Low-Income Women Will Suffer Most Because of Abortion Ban

By Shani Saxon Jul 30, 2021

The state of Mississippi last week officially asked The U.S. Supreme Court to reverse its landmark 1973 abortion decision Roe v. Wade. This comes after the high court in May agreed to consider whether state laws that ban abortion prior to fetal viability are unconstitutional. Abortion rights activists argue that low-wage earners are most at risk of being negatively impacted by this challenge to Roe, CNN reports. 

"My greatest fear is that we are moving backwards, we are being taken backwards," Shannon Brewer, director of Jackson Women’s Health Organization, Mississippi’s last abortion clinic, told CNN. She added that the average abortion costs between $500 and $600, which “means we have fought all of these years for nothing, and no one listened because they still don’t think women have the right to make this decision.”

Mississippi’s strict abortion laws—which ban nearly all abortions after 15 weeks of pregnancy with no exception for rape or incest—have already hurt those struggling to make ends meet. As CNN reports, low-income people “represent 75% of abortion patients, according to the Guttmacher Institute, a research group that supports abortion rights.” According to 2019 Census data, Mississippi has one of the highest percentages of population that lives below the poverty level. 

Reports CNN:


Since Roe was decided, there have been 1,327 abortion restrictions enacted in the United States. In 2021 alone, there were 97 new restrictions, which represents the highest number in one year since Roe was decided. Additionally, according to Guttmacher, there are 10 states with so-called trigger laws already on the books, which would immediately ban abortion if Roe v. Wade were overruled. 
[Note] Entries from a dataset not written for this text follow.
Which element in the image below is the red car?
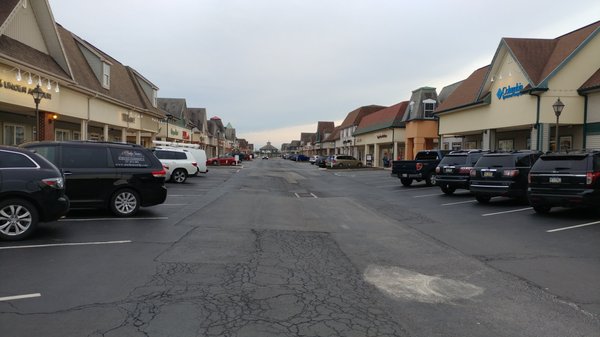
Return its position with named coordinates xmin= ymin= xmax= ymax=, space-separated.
xmin=206 ymin=154 xmax=237 ymax=166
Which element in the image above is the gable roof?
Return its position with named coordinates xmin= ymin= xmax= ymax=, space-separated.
xmin=354 ymin=101 xmax=408 ymax=136
xmin=324 ymin=125 xmax=342 ymax=142
xmin=340 ymin=105 xmax=385 ymax=129
xmin=578 ymin=69 xmax=600 ymax=93
xmin=435 ymin=65 xmax=490 ymax=114
xmin=315 ymin=121 xmax=335 ymax=142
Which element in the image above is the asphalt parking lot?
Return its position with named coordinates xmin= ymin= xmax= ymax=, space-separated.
xmin=0 ymin=159 xmax=600 ymax=337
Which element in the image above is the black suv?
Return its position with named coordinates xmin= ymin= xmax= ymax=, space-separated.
xmin=0 ymin=146 xmax=69 ymax=240
xmin=527 ymin=151 xmax=600 ymax=213
xmin=469 ymin=150 xmax=541 ymax=203
xmin=435 ymin=150 xmax=489 ymax=194
xmin=21 ymin=141 xmax=167 ymax=216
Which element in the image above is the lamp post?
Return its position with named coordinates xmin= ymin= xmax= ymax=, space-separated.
xmin=165 ymin=113 xmax=173 ymax=142
xmin=31 ymin=84 xmax=45 ymax=140
xmin=552 ymin=97 xmax=565 ymax=152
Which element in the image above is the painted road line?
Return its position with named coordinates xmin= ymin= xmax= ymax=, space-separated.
xmin=58 ymin=216 xmax=169 ymax=222
xmin=481 ymin=207 xmax=533 ymax=216
xmin=413 ymin=193 xmax=444 ymax=198
xmin=442 ymin=200 xmax=477 ymax=206
xmin=0 ymin=293 xmax=42 ymax=302
xmin=546 ymin=221 xmax=600 ymax=233
xmin=0 ymin=240 xmax=132 ymax=250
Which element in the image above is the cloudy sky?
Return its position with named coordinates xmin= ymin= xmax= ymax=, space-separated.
xmin=49 ymin=0 xmax=600 ymax=147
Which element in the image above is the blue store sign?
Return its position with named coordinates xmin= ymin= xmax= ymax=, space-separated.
xmin=496 ymin=83 xmax=523 ymax=99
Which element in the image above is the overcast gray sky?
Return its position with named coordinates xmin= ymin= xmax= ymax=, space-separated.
xmin=49 ymin=0 xmax=600 ymax=147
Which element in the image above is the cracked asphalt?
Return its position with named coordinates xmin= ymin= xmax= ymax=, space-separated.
xmin=0 ymin=160 xmax=600 ymax=337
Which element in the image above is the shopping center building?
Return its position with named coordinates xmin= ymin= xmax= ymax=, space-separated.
xmin=0 ymin=0 xmax=164 ymax=146
xmin=436 ymin=21 xmax=600 ymax=151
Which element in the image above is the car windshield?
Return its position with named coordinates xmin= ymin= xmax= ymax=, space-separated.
xmin=440 ymin=154 xmax=467 ymax=166
xmin=475 ymin=155 xmax=515 ymax=168
xmin=533 ymin=156 xmax=587 ymax=171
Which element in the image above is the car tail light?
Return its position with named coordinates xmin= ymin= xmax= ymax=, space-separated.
xmin=502 ymin=170 xmax=519 ymax=177
xmin=42 ymin=178 xmax=65 ymax=189
xmin=152 ymin=169 xmax=167 ymax=178
xmin=458 ymin=167 xmax=473 ymax=174
xmin=585 ymin=172 xmax=600 ymax=185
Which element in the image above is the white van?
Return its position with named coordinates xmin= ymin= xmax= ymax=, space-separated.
xmin=152 ymin=140 xmax=208 ymax=175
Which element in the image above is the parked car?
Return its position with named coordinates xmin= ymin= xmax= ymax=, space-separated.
xmin=21 ymin=141 xmax=167 ymax=217
xmin=153 ymin=147 xmax=198 ymax=184
xmin=527 ymin=151 xmax=600 ymax=213
xmin=392 ymin=150 xmax=450 ymax=186
xmin=315 ymin=156 xmax=329 ymax=167
xmin=206 ymin=154 xmax=236 ymax=166
xmin=435 ymin=150 xmax=489 ymax=195
xmin=327 ymin=155 xmax=363 ymax=168
xmin=0 ymin=146 xmax=69 ymax=240
xmin=469 ymin=150 xmax=541 ymax=203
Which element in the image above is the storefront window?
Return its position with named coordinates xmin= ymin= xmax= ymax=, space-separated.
xmin=3 ymin=124 xmax=25 ymax=145
xmin=54 ymin=129 xmax=71 ymax=140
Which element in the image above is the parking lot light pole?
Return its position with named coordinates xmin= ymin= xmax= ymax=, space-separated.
xmin=552 ymin=97 xmax=565 ymax=152
xmin=31 ymin=84 xmax=45 ymax=140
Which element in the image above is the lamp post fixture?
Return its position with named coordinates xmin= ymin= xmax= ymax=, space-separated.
xmin=552 ymin=97 xmax=565 ymax=152
xmin=31 ymin=84 xmax=45 ymax=140
xmin=165 ymin=113 xmax=173 ymax=142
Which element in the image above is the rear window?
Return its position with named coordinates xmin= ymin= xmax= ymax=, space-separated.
xmin=62 ymin=146 xmax=108 ymax=168
xmin=440 ymin=154 xmax=467 ymax=166
xmin=534 ymin=156 xmax=588 ymax=171
xmin=0 ymin=151 xmax=37 ymax=168
xmin=475 ymin=155 xmax=515 ymax=167
xmin=415 ymin=152 xmax=439 ymax=160
xmin=110 ymin=148 xmax=152 ymax=168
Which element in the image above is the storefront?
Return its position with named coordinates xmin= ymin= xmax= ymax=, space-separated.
xmin=436 ymin=23 xmax=600 ymax=151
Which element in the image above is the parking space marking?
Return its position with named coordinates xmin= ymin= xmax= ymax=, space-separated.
xmin=0 ymin=240 xmax=133 ymax=250
xmin=57 ymin=216 xmax=169 ymax=222
xmin=0 ymin=293 xmax=42 ymax=302
xmin=413 ymin=193 xmax=444 ymax=198
xmin=481 ymin=207 xmax=533 ymax=216
xmin=546 ymin=221 xmax=600 ymax=233
xmin=442 ymin=200 xmax=477 ymax=206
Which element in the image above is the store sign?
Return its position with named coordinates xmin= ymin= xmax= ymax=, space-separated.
xmin=496 ymin=83 xmax=523 ymax=99
xmin=0 ymin=79 xmax=52 ymax=99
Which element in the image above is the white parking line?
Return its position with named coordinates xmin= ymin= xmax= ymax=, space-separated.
xmin=413 ymin=193 xmax=444 ymax=198
xmin=0 ymin=240 xmax=132 ymax=250
xmin=442 ymin=200 xmax=477 ymax=206
xmin=0 ymin=293 xmax=42 ymax=302
xmin=481 ymin=207 xmax=533 ymax=216
xmin=58 ymin=216 xmax=169 ymax=222
xmin=546 ymin=221 xmax=600 ymax=233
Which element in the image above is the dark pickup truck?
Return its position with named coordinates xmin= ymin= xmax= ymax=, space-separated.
xmin=392 ymin=150 xmax=450 ymax=186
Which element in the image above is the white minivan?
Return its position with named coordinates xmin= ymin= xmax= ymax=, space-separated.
xmin=152 ymin=140 xmax=208 ymax=175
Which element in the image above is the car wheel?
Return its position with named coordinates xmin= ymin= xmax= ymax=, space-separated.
xmin=440 ymin=185 xmax=456 ymax=195
xmin=171 ymin=169 xmax=187 ymax=184
xmin=533 ymin=205 xmax=552 ymax=214
xmin=110 ymin=188 xmax=140 ymax=216
xmin=475 ymin=194 xmax=492 ymax=204
xmin=0 ymin=199 xmax=39 ymax=240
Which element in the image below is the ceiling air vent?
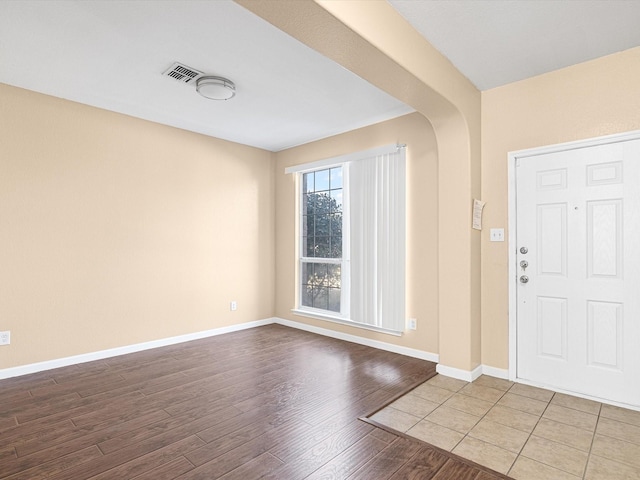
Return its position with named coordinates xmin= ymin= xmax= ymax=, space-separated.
xmin=163 ymin=62 xmax=203 ymax=83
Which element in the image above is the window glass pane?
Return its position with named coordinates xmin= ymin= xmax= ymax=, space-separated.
xmin=315 ymin=170 xmax=329 ymax=192
xmin=329 ymin=189 xmax=342 ymax=212
xmin=302 ymin=172 xmax=315 ymax=193
xmin=327 ymin=288 xmax=340 ymax=312
xmin=300 ymin=285 xmax=313 ymax=307
xmin=314 ymin=214 xmax=331 ymax=237
xmin=313 ymin=287 xmax=329 ymax=310
xmin=329 ymin=167 xmax=342 ymax=190
xmin=301 ymin=263 xmax=314 ymax=285
xmin=304 ymin=235 xmax=316 ymax=257
xmin=313 ymin=235 xmax=331 ymax=258
xmin=327 ymin=263 xmax=342 ymax=288
xmin=302 ymin=193 xmax=318 ymax=215
xmin=300 ymin=167 xmax=343 ymax=313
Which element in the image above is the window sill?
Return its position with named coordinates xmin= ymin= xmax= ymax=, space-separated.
xmin=291 ymin=308 xmax=403 ymax=337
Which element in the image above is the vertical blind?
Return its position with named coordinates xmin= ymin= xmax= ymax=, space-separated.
xmin=349 ymin=147 xmax=406 ymax=332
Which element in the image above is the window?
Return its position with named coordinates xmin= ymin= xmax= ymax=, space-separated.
xmin=300 ymin=166 xmax=343 ymax=313
xmin=286 ymin=145 xmax=406 ymax=334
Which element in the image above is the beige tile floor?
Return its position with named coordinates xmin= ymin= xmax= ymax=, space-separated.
xmin=371 ymin=375 xmax=640 ymax=480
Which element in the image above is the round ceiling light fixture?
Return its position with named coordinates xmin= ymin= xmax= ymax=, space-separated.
xmin=196 ymin=75 xmax=236 ymax=100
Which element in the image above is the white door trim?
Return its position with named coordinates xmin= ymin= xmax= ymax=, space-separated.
xmin=508 ymin=130 xmax=640 ymax=381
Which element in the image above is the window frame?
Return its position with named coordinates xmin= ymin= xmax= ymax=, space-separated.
xmin=284 ymin=143 xmax=407 ymax=337
xmin=294 ymin=162 xmax=354 ymax=324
"In the next year, if Roe is overturned then you are looking at basically the South, the Plains states and the Midwest where abortion access would be dramatically reduced because of bans that have already been put in place but are right now blocked by courts," Elizabeth Nash, state policy analyst at Guttmacher, told CNN.

Brewer, whose clinic is being represented in court by the Center for Reproductive Rights, told CNN that most of her patients won’t have enough money to travel out of Mississippi for necessary procedures. "These women can barely afford to come here, much less go out of state," she said. 

Brewer also told CNN that her state doesn’t have its priorities straight. "Mississippi should concentrate more on why we are the last out of the 50 states in education right now, rather than focus on a woman’s right to choose when she gets pregnant," she said. "If they care so much about children, like they claim to, why aren’t they focused on education?"